Overview
You’re deep in a complex refactoring session with Claude Code and something comes to mind: “What was the reason this function was deprecated again?” Typing it into the main prompt dirties your conversation history and risks breaking the agent’s context. /btw is the side question feature designed to solve exactly this problem.
How /btw Works
Key properties:
- Context access: Reads the full context of the current conversation — code already seen, decisions made, everything discussed so far.
- History isolation: The question and answer are handled as a one-shot overlay and never written to the main conversation history.
- Non-blocking: You can invoke
/btweven while Claude is generating its main response. It does not interrupt the main output.
/btw vs Subagent: Different Tools for Different Jobs
| Property | /btw | Subagent |
|---|---|---|
| Context | Full conversation context ✓ | New session, no context |
| Tool use | Not available ✗ | Available ✓ |
| Conversation | One-shot (single response) | Multi-turn capable |
| History | Not saved | Result returned only |
| Cost | Reuses prompt cache (low cost) | New session cost |
Rule of thumb:
- “Something Claude probably already knows” →
/btw - “Something that requires fresh research or exploration” → Subagent
Limitations
No Tool Access
/btw cannot use any tools — no file reading, command execution, or web search. It answers purely from what is already in the current conversation context. This is intentional: if tool calls were allowed, a side question could interfere with the main task.
Single-Turn Only
If you need follow-up questions and a back-and-forth exchange, use a regular prompt instead. /btw is literally “by the way” — one quick question, then move on.
Cost
/btw is designed to reuse the parent conversation’s prompt cache, so no new context needs to be built.
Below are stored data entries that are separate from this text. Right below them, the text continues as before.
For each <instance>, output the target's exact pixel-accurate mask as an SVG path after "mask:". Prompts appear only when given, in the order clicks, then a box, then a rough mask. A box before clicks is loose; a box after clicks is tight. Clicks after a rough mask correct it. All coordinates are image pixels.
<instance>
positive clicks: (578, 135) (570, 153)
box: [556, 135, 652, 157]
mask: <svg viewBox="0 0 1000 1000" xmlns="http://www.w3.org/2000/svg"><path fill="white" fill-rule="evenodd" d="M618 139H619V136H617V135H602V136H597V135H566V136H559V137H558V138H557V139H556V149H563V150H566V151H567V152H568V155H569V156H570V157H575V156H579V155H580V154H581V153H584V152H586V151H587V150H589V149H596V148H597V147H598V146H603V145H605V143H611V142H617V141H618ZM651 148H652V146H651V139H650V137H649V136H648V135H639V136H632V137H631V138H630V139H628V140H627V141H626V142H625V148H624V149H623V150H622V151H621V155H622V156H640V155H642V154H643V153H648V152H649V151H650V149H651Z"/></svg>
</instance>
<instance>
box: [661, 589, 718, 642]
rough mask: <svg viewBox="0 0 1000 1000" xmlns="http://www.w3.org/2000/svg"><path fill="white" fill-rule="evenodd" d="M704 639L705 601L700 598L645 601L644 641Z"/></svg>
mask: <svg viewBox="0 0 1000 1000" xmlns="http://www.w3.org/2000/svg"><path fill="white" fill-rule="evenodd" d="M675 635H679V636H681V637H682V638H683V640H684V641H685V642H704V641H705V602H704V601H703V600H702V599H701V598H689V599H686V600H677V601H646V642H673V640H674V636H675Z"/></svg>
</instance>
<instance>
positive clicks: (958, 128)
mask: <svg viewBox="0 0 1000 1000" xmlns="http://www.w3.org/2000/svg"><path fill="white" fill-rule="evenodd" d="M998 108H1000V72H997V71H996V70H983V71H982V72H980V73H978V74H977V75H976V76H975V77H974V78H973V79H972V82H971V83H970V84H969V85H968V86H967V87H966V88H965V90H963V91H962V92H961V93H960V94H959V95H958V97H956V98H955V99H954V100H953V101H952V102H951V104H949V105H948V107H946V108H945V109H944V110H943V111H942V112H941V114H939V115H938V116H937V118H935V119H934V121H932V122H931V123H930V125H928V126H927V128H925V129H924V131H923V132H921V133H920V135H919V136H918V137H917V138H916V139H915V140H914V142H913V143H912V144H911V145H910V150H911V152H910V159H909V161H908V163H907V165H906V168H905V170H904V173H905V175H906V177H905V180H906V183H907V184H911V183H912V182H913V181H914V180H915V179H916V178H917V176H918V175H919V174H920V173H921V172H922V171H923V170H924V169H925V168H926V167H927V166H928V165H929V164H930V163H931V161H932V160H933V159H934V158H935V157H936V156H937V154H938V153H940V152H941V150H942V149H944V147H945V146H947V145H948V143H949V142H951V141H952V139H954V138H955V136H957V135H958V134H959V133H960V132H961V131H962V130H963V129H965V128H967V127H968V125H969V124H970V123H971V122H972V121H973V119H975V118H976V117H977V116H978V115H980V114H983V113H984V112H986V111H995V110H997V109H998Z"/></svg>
If you’re watching your Claude Code token costs, quick confirmations are cheapest as /btw questions.
Practical Usage Patterns
# Quick check during refactoring
/btw Which method was it that you said was deprecated earlier in this file?
# Convention check during code review
/btw Are we using try-catch or a Result type for error handling in this project?
# Referencing a past decision during design discussion
/btw What was the reason we went with PostgreSQL earlier?
Insight
/btw looks like a small feature, but it fills an important gap in Claude Code’s conversation model. There was no way to leverage context without polluting the main conversation. This design reflects a real pattern in how developers think during work — “wait, what was that again?” — without stopping what they’re doing. The constraints (no tool access, single-turn) are intentional guardrails to ensure side questions never disrupt the main workflow.